Giampaolo Pozzo UDINE – Potere ai figli. Dopo 30 anni di Udinese (“incredibile come siano passati velocemente”), lo storico patron friulano, Giampaolo Pozzo, sveste i panni del presidente per mettere quelli di tifoso: “Posso andare in pensione, mi sono divertito. La società continua, è in buone mani, nelle mani dei figli che hanno più passione del padre, perché avevo tante attività industriali, ero sempre in giro per il mondo e venivo qui solo il fine settimana. E’ una società ambiziosa, che ha ancora programmi e tante tappe da raggiungere, come magari la Champions League”.
“DELNERI UOMO GIUSTO” – Pozzo ha voluto incontrare la stampa per i tradizionali scambi di auguri natalizi. E’ stata l’occasione per parlare dell’ottimo momento dei bianconeri, reduci da 3 successi consecutivi. Merito soprattutto del tecnico Delneri: “E’ nato con noi – spiega il patron – mio fratello lo ha preso alla Pro Gorizia una ventina d’anni fa. Sappiamo chi è per quello che ha fatto vedere, è sempre stato un ottimo allenatore e credo che da friulano ci metta oltre alla professionalità anche il cuore. E’ presto per parlare, ma mi piacerebbe fare un discorso a medio termine”. Magari a gennaio Pozzo potrà regalargli qualche acquisto: “Vedranno i miei figli, io ora sono un tifoso. Come tutti, l’aspirazione è di vincere sempre e andare in Champions. La realtà è sempre differente. L’ambizione e la voglia ci sono. Poi devono verificarsi tutta una serie di combinazioni per poter fare grandi cose”.
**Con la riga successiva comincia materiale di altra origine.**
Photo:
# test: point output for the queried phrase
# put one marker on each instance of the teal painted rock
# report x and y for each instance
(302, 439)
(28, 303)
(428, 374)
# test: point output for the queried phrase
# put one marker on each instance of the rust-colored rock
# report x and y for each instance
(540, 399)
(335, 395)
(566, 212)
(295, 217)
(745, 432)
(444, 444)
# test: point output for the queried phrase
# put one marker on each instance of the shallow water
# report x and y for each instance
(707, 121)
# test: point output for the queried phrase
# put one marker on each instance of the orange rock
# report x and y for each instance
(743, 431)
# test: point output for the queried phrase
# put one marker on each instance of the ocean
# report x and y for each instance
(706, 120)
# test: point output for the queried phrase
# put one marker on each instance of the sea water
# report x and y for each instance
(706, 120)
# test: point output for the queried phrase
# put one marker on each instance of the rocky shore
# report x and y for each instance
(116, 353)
PORTE APERTE A DI NATALE – Uno sguardo anche al passato. Non si può non parlare di Antonio Di Natale, che la scorsa estate si è separato dai friulani dopo aver scritto pagine di storia ma non è entrato in società. “Bisogna che ci sia anche la sua volontà. Evidentemente non ha la vocazione a fare il dirigente o l’allenatore… Ma per lui le porte sono sempre aperte”. Pozzo chiude sullo stadio, inaugurato 11 mesi fa e apprezzato da tutti gli addetti ai lavori: “Un progetto che dovrà ispirare altre società di serie A”.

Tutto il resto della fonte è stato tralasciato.